Living on her family’s idyllic lakeside estate in Cornwall, England, Alice Edevane is a bright, inquisitive, innocent, and precociously talented sixteen-year-old who loves to write stories. But the mysteries she pens are no match for the one her family is about to endure…
One midsummer’s eve, after a beautiful party drawing hundreds of guests to the estate has ended, the Edevanes discover that their youngest child, eleven-month-old Theo, has vanished without a trace. What follows is a tragedy that tears the family apart in ways they never imagined.
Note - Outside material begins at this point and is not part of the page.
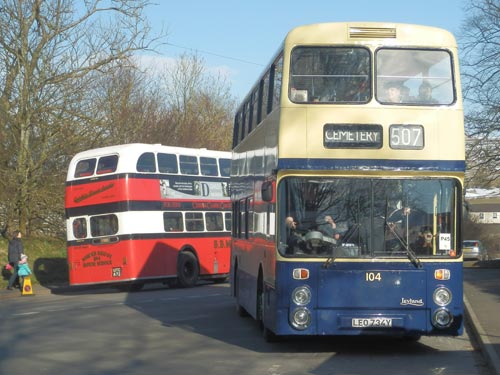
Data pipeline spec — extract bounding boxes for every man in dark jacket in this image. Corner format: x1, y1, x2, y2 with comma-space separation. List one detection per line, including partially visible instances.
7, 230, 24, 290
Decades later, Alice is living in London, having enjoyed a long successful career as an author. Theo’s case has never been solved, though Alice still harbors a suspicion as to the culprit. Miles away, Sadie Sparrow, a young detective in the London police force, is staying at her grandfather’s house in Cornwall. While out walking one day, she stumbles upon the old estate—now crumbling and covered with vines, clearly abandoned long ago. Her curiosity is sparked, setting off a series of events that will bring her and Alice together and reveal shocking truths about a past long gone…yet more present than ever.
A lush, atmospheric tale of intertwined destinies, this latest novel from a masterful storyteller is an enthralling, thoroughly satisfying read. Goodreads

What have you found to read this week?